Must I make a Spanish Testament?
This is a question that many of our clients raise, especially after buying a property in Spain.
Well, the answer to the question is this: You MUST not but you SHOULD.
If you are a foreign citizen and you haven’t signed a Will in Spain, your heirs will have to prove that they are entitled to receive your inheritance, via a “Grant of Probate”, or it’s equivalent. Also, In order to be recognized in Spain, any foreign document will need to be stamped with a special seal called “Apostille”, translated officially into Spanish, and sent to Spain. If instead of only one, you appointed several executors (and forgot to mention that any of them could do this work) they all together will have to give a power of attorney to a Spanish solicitor, or they might be obliged to come to Spain, at your heir’s expense, to sign the necessary documents.
As you can imagine, the process is lengthy and can be costly, therefore, though it is not a must, it is highly advisable to make a Spanish Will f mind that your benefactors receive what they are due according to your wishes.

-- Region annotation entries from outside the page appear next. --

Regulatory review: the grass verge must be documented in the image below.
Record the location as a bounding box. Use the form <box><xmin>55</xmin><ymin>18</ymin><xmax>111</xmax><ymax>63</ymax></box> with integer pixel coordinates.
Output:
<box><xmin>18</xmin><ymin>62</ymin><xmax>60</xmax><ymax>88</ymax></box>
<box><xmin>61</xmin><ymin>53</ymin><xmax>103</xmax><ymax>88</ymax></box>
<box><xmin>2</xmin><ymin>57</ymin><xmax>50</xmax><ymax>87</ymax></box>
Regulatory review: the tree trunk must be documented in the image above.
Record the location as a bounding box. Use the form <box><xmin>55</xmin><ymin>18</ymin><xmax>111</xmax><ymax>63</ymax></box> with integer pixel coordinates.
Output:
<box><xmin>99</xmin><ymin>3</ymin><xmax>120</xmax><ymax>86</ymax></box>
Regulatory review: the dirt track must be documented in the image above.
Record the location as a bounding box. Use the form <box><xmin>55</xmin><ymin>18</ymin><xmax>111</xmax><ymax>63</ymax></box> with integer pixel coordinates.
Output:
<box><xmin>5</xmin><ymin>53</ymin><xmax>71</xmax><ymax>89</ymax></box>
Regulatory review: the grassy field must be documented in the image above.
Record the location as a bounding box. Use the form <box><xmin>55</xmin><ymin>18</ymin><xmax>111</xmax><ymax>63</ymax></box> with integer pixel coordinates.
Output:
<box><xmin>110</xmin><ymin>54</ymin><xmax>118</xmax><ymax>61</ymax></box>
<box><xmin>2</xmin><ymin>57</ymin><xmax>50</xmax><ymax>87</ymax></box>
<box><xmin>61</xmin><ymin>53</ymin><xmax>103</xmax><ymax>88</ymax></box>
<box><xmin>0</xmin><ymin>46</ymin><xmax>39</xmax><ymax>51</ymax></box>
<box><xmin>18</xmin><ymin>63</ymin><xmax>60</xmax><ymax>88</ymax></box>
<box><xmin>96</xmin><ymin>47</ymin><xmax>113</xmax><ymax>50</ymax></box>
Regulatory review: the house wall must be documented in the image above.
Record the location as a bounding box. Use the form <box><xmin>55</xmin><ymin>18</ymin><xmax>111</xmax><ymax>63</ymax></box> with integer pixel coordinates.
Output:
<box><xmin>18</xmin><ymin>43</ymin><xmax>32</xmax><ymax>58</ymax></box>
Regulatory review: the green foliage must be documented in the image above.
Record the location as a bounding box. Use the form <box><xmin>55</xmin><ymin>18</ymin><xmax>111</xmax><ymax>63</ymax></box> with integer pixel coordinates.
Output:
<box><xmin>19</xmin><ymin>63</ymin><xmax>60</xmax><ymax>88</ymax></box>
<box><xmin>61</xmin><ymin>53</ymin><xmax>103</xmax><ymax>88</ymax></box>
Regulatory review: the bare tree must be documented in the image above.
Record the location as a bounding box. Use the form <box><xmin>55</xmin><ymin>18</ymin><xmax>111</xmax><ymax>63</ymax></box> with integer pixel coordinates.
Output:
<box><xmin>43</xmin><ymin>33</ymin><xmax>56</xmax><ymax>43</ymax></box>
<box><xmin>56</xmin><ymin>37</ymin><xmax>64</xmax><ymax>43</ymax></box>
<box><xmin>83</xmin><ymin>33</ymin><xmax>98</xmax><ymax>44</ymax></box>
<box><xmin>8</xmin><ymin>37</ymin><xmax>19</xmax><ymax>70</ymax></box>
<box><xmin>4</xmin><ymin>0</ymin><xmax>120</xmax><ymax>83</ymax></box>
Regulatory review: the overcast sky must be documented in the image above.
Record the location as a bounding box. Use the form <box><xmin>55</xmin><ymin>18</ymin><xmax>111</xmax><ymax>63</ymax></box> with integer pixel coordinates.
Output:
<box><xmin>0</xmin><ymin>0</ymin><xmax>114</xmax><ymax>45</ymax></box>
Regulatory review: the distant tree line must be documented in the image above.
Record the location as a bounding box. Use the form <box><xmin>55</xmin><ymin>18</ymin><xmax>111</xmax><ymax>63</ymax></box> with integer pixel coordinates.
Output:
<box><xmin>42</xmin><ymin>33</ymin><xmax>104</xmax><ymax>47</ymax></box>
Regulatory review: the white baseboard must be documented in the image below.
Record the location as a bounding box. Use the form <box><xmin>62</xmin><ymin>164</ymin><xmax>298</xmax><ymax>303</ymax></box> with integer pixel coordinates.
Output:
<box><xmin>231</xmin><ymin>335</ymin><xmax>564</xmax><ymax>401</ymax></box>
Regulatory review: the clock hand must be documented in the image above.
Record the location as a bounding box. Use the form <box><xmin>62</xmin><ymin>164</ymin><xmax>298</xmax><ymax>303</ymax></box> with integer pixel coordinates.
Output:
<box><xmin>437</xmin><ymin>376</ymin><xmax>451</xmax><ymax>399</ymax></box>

But that’s not the only reason to make a will. The new Succession Regulation (EU) 650/12 of the European Parliament entered into force in Spain on the 17th August 2015, affecting foreign owners of properties in Spain who are (or will be) resident in this country, and in some way it might also affect those who may be considered resident by forced heirs. Under this new Regulation, any EU national who has property in Spain can choose either the law of the country of their habitual residence, or the law of their nationality to rule his inheritance. If no choice is made, then the default position is that the succession of their estate will be governed by the State of their habitual residence. In Spain, this means that both descendants (children or grandchildren) and ascendants (parents or grandparents) will inherit with priority over a surviving spouse, meaning that any previous will that may have been prepared, if unchecked, may be successfully contested by forced heirs under Spanish Succession Laws, unless the will specifically states that it be governed by his own national law.So this is clearly another good reason to make a Will in Spain!
This is where we can help. We have been arranging Wills for our clients for over 25 years, giving us valuable experience in this field. This together with our legal knowledge of the inheritance process helps to make things very easy for you. If you would like us to arrange your Spanish Will, please spend a few moments filling out this form providing us with some personal details and stating to whom you want to leave your assets in Spain. We will then prepare a draft of the Will, and once you have approved it, we will arrange an appointment with the Notary, where you will sign your Will, with us acting as translators.
The Spanish Testament is prepared in a bilingual format (Spanish and English), the original will remains at the Notary and is registered in Madrid and we will provide you with both hard and electronic copies, and if you wish we will keep a copy in our files.